А вот и разбуженный ночным шумом Коля Угрюмцев. Юнец сердит, трет заспанные глаза. И тут же начинает свое заикание.
— Ш-шум б-был. Разбудили.
— Иди спать.
— Этот ваш м-м-музыкант, Ольга, умудрился з-закоротить п-полсотню контактов. Целая л-лапша проводов!.. К-как ему это удалось?!
Коля вынес из глубины К-студии перепутанную проводку. Изрядный моток… Смотрит… Не знает, с чего начать.
— Когда з-замигало, я и-испугался пожара — проводка здесь с-старая, гнилая.
— Что посоветуешь?
— Вы о п-проводах? Или об этом… о в-вашем п-придурке?
Ольга молчит.
— Б-бросьте его. Он сам обвалился, идет на дно и в-вас тянет.

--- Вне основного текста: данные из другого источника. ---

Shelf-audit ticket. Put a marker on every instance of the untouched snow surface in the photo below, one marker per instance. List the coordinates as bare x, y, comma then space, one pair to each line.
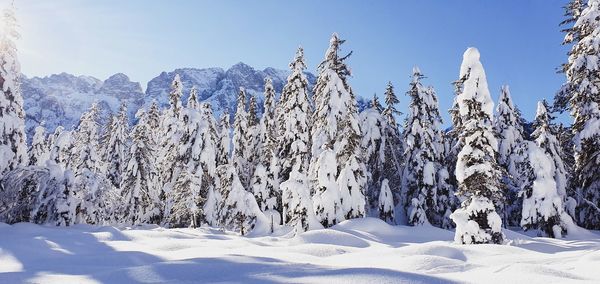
366, 251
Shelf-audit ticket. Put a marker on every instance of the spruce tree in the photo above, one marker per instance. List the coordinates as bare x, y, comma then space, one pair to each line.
140, 186
193, 99
335, 122
542, 208
477, 171
265, 183
115, 146
171, 132
583, 85
39, 152
93, 196
386, 203
392, 165
508, 126
13, 147
421, 155
373, 142
293, 120
545, 138
240, 144
327, 199
223, 140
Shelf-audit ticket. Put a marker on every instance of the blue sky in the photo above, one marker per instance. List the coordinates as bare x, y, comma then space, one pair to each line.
519, 41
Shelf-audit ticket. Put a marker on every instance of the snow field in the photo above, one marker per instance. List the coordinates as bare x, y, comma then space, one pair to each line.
355, 251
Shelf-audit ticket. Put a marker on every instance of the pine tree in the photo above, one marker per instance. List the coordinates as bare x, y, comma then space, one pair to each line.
171, 133
546, 139
252, 139
335, 122
327, 199
193, 99
39, 152
265, 183
477, 171
508, 126
240, 134
140, 186
115, 146
224, 140
543, 208
583, 85
421, 155
13, 147
93, 195
298, 210
392, 166
61, 145
239, 210
373, 126
196, 165
293, 120
386, 203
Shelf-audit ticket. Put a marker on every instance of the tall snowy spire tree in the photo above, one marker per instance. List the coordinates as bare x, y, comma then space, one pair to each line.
265, 183
426, 196
240, 144
583, 87
13, 147
115, 146
293, 120
335, 123
140, 186
477, 171
546, 139
508, 125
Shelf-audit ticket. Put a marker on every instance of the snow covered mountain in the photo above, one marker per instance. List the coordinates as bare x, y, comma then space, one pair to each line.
60, 99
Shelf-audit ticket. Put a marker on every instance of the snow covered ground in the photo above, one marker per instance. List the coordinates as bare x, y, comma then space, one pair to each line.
365, 251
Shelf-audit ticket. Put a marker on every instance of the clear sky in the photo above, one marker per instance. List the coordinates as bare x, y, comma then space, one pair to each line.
519, 41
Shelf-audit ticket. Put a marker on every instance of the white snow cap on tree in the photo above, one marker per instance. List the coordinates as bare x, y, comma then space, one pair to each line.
543, 207
477, 172
13, 147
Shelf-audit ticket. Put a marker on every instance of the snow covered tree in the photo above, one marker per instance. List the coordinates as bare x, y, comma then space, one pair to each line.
327, 199
224, 140
140, 186
508, 126
61, 144
171, 132
240, 144
13, 147
373, 142
193, 99
477, 171
393, 143
252, 138
583, 91
293, 120
265, 183
94, 194
335, 122
39, 152
196, 165
545, 139
421, 154
543, 208
298, 210
115, 146
239, 210
386, 203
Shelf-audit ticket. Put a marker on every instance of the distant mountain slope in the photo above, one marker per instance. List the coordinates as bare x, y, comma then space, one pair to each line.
60, 99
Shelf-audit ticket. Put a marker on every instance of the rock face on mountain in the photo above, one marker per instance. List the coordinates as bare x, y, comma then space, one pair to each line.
61, 99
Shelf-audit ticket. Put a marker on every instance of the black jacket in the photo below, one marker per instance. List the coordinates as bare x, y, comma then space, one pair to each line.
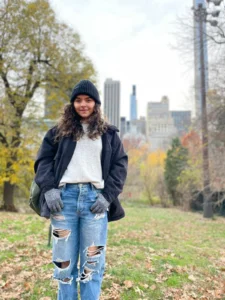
53, 159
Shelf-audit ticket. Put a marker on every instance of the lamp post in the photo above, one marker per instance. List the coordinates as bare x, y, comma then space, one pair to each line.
201, 14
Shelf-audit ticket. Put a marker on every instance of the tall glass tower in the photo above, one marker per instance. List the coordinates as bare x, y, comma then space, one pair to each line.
133, 104
197, 59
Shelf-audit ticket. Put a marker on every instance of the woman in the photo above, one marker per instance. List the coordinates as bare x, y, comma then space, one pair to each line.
81, 168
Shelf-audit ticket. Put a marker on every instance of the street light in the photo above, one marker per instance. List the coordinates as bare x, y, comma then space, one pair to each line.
201, 14
215, 2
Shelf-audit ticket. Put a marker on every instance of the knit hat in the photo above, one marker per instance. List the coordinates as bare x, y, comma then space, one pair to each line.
85, 87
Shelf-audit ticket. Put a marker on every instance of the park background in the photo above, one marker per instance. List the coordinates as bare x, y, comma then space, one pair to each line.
164, 248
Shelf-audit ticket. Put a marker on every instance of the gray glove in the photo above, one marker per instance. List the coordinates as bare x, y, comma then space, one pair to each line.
100, 206
53, 200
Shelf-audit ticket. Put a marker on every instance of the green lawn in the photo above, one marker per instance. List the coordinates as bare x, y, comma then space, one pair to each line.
152, 253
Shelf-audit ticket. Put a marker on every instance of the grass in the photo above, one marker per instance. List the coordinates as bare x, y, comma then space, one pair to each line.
152, 253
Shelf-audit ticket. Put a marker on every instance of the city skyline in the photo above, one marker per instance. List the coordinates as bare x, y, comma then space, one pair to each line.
132, 41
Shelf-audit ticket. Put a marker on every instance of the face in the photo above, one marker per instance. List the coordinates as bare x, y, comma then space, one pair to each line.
84, 106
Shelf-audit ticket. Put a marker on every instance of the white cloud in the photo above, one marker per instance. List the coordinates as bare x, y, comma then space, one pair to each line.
129, 41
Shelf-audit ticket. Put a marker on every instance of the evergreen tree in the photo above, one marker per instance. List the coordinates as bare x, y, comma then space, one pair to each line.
175, 163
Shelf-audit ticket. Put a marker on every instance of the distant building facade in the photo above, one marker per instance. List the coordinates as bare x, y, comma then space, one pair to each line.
112, 101
182, 121
133, 104
160, 128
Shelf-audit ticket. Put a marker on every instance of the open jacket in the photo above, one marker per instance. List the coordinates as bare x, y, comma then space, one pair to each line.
53, 159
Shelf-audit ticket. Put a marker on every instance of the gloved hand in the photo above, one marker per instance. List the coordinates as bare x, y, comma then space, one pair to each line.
100, 206
53, 200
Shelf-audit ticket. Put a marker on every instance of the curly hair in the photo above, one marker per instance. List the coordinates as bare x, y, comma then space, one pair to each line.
70, 124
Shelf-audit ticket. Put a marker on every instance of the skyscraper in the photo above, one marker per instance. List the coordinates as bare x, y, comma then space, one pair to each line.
160, 124
133, 104
197, 54
112, 101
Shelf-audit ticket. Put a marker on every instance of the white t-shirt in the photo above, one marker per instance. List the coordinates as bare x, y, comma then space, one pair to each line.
85, 164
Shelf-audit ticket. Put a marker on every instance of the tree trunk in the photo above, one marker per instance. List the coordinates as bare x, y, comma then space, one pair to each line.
8, 191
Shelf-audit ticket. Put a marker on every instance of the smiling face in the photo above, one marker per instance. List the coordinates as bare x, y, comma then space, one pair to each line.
84, 106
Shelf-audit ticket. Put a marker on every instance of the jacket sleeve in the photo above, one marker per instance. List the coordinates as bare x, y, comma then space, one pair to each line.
118, 171
44, 164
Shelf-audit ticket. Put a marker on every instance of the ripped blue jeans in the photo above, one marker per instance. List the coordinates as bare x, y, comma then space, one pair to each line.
79, 243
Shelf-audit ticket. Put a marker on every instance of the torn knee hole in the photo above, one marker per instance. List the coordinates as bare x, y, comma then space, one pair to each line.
61, 232
94, 250
86, 275
62, 264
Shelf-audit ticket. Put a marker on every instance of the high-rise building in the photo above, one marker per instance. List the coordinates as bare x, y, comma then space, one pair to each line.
182, 120
112, 101
197, 59
123, 126
133, 104
160, 124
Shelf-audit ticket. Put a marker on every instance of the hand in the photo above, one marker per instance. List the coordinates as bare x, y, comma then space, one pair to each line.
53, 200
100, 206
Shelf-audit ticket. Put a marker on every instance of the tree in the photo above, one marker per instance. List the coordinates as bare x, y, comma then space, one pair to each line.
175, 163
36, 53
151, 173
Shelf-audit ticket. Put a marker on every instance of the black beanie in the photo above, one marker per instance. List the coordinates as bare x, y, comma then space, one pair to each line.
85, 87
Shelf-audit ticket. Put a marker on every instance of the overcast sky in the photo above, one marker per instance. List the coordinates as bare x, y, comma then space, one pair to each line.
130, 41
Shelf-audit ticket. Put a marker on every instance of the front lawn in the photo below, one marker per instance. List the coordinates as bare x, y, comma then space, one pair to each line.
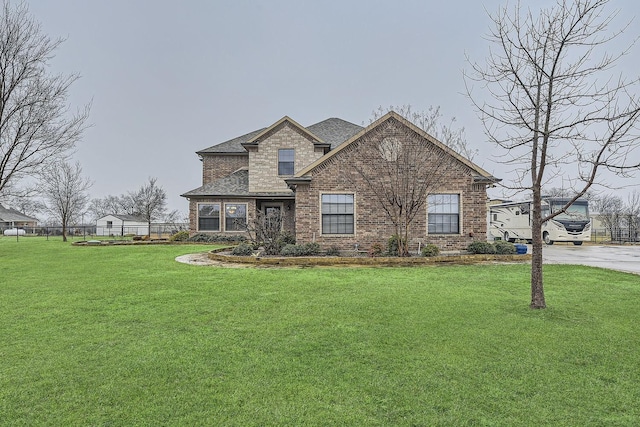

Знаете п-почему?.. Потому что в-вдвоем тонуть легче.
Юнец поднабрался горьких истин.
— Откуда ты это вычитал?
— Ниоткуда… В-в-вдвоем тонуть — это ему как о-орден. Как о-о-оправдание… Б-бросьте его.
Коля возится с проводкой.
Ворчит юный заика: — Темный, оказывается… Д-дремучий… Купец первой г-гильдии… Н-надо же!
Мигает починяемая им подсветка.
Ольга одна. Еще одной «окончательной» — крикливой, истеричной, накрученной ссорой больше. Но кому и как это расскажешь?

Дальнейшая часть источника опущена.